Musique du Carême et de la Passion
Depuis que j’habite en Allemagne, je suis beaucoup plus consciente de l’alternance des saisons. En particulier, j’attends toujours avec impatience la fin de l’hiver, lassée des choux et des tomates hollandaises sans aucun goût, pour voir les asperges et la rhubarbe inonder soudainement les étalages des marchés et les cartes des restaurants. C’est devenu pour moi le signal du printemps, comme pour tous les Allemands.
Quel rapport entre les asperges et la musique, me direz-vous ? C’est que la musique aussi me donne la sensation du temps qui passe, grâce aux différents temps liturgiques. Nous avons récemment donné un concert de musique du Carême et de la Passion, qui commençait par le magnifique Miserere du compositeur et chantre pontifical Gregorio Allegri, écrit dans la première partie du 17e siècle. L’œuvre était uniquement chantée dans la chapelle Sixtine pendant la Semaine sainte : il était interdit de l’interpréter en dehors de cette occasion et de reproduire sa partition. Mozart entendit cette pièce à deux reprises en 1770 lors d’un séjour à Rome et écrivit la partition de mémoire, permettant à l'œuvre de sortir du mystère. Une erreur de retranscription tardive, dans les années 1950, fit figurer la partie des solistes une quarte plus haut que dans la partition originale. Cette erreur a été conservée pour la plupart interprétations, donnant à l’œuvre un caractère céleste rarement égalé dans la musique religieuse.

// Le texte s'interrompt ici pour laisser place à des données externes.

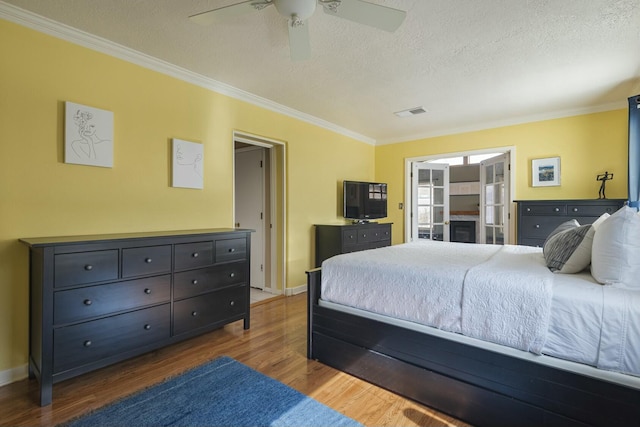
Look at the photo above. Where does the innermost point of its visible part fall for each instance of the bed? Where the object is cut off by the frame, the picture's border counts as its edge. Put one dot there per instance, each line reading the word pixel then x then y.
pixel 571 361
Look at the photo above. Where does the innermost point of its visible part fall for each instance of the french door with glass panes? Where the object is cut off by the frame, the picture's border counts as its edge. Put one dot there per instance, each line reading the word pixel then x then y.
pixel 430 201
pixel 494 201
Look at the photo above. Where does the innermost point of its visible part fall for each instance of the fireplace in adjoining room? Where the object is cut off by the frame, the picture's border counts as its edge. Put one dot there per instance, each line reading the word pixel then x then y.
pixel 463 231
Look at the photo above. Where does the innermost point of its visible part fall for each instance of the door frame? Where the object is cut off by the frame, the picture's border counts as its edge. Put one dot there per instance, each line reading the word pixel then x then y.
pixel 277 211
pixel 408 165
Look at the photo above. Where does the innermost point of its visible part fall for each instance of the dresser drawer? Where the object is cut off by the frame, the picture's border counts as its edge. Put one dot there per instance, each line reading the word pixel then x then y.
pixel 146 260
pixel 382 232
pixel 366 235
pixel 231 250
pixel 93 301
pixel 549 210
pixel 195 282
pixel 86 267
pixel 89 342
pixel 205 310
pixel 193 255
pixel 349 236
pixel 539 228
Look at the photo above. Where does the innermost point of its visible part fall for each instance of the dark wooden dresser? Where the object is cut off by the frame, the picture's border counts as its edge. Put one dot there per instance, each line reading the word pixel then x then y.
pixel 538 218
pixel 338 239
pixel 97 300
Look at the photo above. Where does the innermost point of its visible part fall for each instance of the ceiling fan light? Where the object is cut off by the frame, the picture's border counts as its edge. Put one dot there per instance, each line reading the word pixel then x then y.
pixel 302 9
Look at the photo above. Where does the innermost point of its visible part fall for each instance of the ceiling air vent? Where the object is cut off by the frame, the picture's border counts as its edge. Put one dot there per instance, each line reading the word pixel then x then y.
pixel 410 112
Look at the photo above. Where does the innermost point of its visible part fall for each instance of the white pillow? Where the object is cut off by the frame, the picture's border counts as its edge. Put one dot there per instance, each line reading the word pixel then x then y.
pixel 600 220
pixel 615 256
pixel 568 248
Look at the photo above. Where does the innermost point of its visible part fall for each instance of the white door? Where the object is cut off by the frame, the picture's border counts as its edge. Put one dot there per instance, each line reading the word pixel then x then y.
pixel 494 200
pixel 430 201
pixel 250 206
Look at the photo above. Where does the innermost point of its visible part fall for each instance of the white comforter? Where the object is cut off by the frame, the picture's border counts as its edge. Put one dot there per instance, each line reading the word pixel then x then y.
pixel 503 294
pixel 490 292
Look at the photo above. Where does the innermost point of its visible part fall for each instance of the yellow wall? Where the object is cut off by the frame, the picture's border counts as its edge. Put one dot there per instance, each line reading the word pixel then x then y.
pixel 587 145
pixel 40 195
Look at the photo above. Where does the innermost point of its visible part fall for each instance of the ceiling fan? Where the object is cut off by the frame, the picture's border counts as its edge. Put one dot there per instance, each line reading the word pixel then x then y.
pixel 299 11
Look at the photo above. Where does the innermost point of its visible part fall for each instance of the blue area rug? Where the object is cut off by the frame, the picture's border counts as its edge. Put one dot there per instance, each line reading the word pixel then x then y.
pixel 223 392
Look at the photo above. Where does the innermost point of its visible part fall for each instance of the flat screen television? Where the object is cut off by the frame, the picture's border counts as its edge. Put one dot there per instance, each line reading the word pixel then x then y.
pixel 364 200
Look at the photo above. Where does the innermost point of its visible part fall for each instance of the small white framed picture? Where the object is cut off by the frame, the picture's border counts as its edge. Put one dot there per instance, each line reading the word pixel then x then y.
pixel 88 136
pixel 545 172
pixel 188 162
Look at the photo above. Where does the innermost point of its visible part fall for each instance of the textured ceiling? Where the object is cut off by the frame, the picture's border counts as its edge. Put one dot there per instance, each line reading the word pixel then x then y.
pixel 472 64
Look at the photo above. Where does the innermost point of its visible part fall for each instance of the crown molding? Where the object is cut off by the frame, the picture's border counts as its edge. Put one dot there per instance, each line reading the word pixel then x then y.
pixel 508 122
pixel 73 35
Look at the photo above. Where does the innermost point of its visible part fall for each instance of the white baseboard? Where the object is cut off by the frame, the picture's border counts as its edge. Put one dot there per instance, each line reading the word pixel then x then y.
pixel 14 374
pixel 295 291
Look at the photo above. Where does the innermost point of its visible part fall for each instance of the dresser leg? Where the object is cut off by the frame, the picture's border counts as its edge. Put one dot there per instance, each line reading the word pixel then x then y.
pixel 46 392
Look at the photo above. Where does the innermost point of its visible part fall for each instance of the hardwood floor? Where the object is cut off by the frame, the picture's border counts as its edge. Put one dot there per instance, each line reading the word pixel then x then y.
pixel 275 345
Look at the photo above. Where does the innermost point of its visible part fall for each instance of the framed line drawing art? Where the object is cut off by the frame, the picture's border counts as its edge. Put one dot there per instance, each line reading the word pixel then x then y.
pixel 88 136
pixel 188 162
pixel 545 172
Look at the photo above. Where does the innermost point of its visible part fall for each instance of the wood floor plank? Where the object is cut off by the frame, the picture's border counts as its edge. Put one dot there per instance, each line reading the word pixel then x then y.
pixel 274 345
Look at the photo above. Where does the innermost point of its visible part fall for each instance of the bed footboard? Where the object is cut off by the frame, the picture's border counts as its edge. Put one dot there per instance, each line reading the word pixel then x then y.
pixel 473 384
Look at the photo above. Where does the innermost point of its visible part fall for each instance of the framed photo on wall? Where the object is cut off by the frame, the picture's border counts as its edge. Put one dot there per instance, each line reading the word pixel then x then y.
pixel 88 136
pixel 545 172
pixel 188 162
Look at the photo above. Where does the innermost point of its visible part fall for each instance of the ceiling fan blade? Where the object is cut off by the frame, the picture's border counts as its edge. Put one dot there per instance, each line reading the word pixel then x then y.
pixel 219 15
pixel 299 41
pixel 382 17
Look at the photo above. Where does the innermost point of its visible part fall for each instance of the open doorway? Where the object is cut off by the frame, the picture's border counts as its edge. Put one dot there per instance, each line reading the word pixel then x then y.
pixel 259 178
pixel 462 197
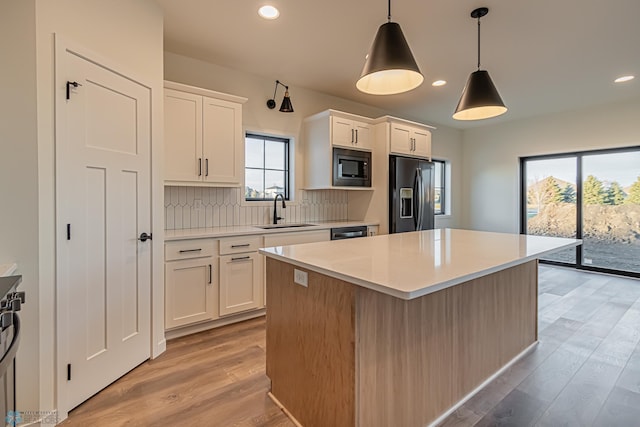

Nous avons ensuite chanté la version pour chœur à quatre voix, dite version viennoise, du Stabat Mater de Pergolesi, écrit à l’origine pour petit orchestre baroque et deux voix solistes de soprano et d'alto. La version pour chœur a été transcrite notamment par Joseph von Eybler, aujourd’hui surtout connu pour avoir été l’un des élèves de Mozart ayant contribué à terminer son Requiem après la mort de ce dernier.
La cantate « Davide penitente » a constitué la dernière partie du programme. Il s’agit d’une œuvre de commande composée par Mozart qui, pressé par le temps, a réutilisé la musique de sa Messe en ut mineur restée inachevée (probablement parce que les messes catholiques n'étaient plus accompagnées de longues œuvres musicales à l’époque de son écriture). Mozart a ajouté à la partition de la messe deux nouveaux airs pour solistes ainsi qu’une cadence finale, et remplacé le texte latin par un texte italien basé sur le Premier livre de Samuel. La musique de l’introduction de l’œuvre est particulièrement tragique. Les airs des solistes contiennent de redoutables coloratures et certains passages donnent à entendre une vraie musique d’opéra.
À présent, la Semaine sainte approche. Nous chanterons avec un petit ensemble vocal de la musique a cappella pour la messe du Jeudi saint : musique de la Renaissance comme le « Tu Solus » du compositeur franco-flamand Josquin des Prés et l’« Ave verum corpus » du compositeur anglais William Byrd, ou encore musique romantique comme l’émouvant « Bleibe, Abend wird es werdens » du compositeur allemand Albert Becker.
Pour la messe du Vendredi saint retentira le Stabat Mater de Vivaldi pour petit ensemble baroque et voix de contralto solo.
Écouter ces musiques composées à travers les époques, cette beauté qui touche au divin, me rend la foi en l’humanité les jours de doute. C'est peut-être, justement, une des missions de la musique religieuse, que de toucher les cœurs et les âmes, pour continuer à avancer malgré les difficultés charriées par le temps qui passe.